Friday, May 28, 2010

On a Sunnier Note




Even while the tragedy in the Gulf of Mexico plays itself out, I remain a happy wife and poet.

The picture here was taken from the lanai of the condo that Roger and I bought this month where we'll be living during the winter beginning this December. It's about seven water miles upstream from the Gulf on the north banks of the Caloosahatchee River. A quiet place and one we're looking forward to furnishing and settling into: our snowbird abode. It is a dream come true we didn't know he had until a few months ago. And now it has happened: we have a Florida home in North Fort Myers.

We've also had good fortune with Roger's health. His hormone therapy continues to work and his new PSA results reached an all-time low-low of 0.05 this month. The cancer is under control for a while longer and he's doing quite well with it. A bit chubby now around the middle and subject to -- ohmigosh -- hot flashes, but all in all quite well.

We have an energetic summer ahead. On Monday next we depart for the Wild West into the desert southwest and then onto the Sierra Nevada Mountains. Be prepared for images and poems from across the country in the three months ahead of travel for us with trusty Alis Elizabeth Trailer behind the van and the two of us singing along (if you can call it that) to "Here Comes the Sun."

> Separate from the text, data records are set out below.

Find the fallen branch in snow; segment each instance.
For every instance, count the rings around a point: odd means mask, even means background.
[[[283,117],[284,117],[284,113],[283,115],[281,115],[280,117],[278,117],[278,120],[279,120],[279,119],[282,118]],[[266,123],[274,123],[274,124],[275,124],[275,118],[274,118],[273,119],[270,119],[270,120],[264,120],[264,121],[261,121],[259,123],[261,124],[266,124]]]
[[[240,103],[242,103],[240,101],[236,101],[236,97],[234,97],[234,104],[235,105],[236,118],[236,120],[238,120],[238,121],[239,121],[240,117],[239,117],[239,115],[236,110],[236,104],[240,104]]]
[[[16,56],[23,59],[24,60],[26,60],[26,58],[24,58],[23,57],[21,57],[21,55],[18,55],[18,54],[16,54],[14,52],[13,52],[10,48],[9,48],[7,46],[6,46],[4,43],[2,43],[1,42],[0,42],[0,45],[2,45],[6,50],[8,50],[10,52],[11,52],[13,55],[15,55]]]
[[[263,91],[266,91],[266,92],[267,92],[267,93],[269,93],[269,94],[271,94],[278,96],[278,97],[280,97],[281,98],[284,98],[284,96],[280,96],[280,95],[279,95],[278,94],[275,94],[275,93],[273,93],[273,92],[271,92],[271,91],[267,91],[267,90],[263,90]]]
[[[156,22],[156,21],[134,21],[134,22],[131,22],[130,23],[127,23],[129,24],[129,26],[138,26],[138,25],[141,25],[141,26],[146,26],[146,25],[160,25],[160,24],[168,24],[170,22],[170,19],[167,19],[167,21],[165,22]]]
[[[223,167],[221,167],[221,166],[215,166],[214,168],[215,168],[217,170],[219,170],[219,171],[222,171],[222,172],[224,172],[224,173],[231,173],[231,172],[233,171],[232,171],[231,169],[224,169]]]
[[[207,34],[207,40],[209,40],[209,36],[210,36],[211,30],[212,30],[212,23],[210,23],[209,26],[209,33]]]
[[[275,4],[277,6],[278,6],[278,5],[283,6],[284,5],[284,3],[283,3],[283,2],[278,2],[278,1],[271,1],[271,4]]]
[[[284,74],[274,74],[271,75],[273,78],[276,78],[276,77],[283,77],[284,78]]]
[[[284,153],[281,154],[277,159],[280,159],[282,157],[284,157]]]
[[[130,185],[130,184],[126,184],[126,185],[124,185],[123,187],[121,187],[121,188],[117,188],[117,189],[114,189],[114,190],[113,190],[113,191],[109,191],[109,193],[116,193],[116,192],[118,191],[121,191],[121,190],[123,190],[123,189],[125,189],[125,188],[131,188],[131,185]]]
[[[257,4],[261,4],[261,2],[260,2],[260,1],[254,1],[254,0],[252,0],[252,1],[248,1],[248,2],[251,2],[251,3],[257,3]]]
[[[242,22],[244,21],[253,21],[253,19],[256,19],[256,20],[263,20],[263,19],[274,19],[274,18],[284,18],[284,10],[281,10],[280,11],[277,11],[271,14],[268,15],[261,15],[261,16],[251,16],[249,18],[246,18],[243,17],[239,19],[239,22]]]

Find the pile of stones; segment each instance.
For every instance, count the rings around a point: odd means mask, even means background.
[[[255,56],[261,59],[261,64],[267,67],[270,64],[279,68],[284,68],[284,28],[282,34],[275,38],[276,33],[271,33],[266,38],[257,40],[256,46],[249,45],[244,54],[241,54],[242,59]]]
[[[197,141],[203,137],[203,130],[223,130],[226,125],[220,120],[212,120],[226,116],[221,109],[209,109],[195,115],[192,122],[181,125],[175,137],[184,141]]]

On the literary front, I am pleased to report that Salmon Poetry has taken my full-length book, Athabaskan Fractal and Other Poems of the Far North for publication in mid-2012. I'm on Cloud 999. It's quite a breakthrough for me and I'm pleased that the collection has a home...only 10+ years in the making...and another two before it's born. Lots of time to enjoy anticipating.

For more about Salmon Poetry, go to http://www.salmonpoetry.com/

Spring has been not only the most pleasant one I can remember -- came early, came warm -- it's been otherwise fertile for my poetry. I've seen many poems appear on the Web and in print journals, among which is River Poets Journal where I'll be featured poet this spring (coming soon to http://www.riverpoetsjournal.com/RiverPoetsJournal-Links.html).

Here are a few more links you can check out now if you're curious:

http://wildgoosepoetryreview.wordpress.com/ (two poems)

http://www.deadmule.com/poetry/2010/04/karla-linn-merrifield-%E2%80%93-four-poems/ (four poems)

http://wildamorris.blogspot.com/ (poem + analysis)

http://home.earthlink.net/~tinyviolet/thecentrifugaleyepoetryjournal/id1.html (two poems and my latest regular book review column)

I hope you enjoy. Remember: Poetry heals. And celebrates. And furthers the sacred.

Love,

Karla

Kiss of Death





I pause this morning to try to grasp the magnitude of the Gulf oil spill. As far as I know the fish in this photograph, taken on a Florida Gulf beach last winter, probably a victim of the frost kill, died of natural causes. It's one of the lucky ones. I just can't comprehend how many fellow fish and countless sea turtles and cormorants and pelicans are going to die a slimy, suffocating death because of the arrogance and greed of the robber baron BP. Never before in human history -- a short one in the scheme of things -- have we seen such devastation, and it's only just begun.

I hate to put a damper on your day. But it's good, I think, to pause before this holiday weekend and honor the newly dead and dying. And to have faith in our president who's got a mighty grasp on the situation and is doing right by us. Barack Obama has the wisdom to do the right things. And he is. The job is Herculean but this is one man who's up to it. We must do our part and stand by him even as we grieve.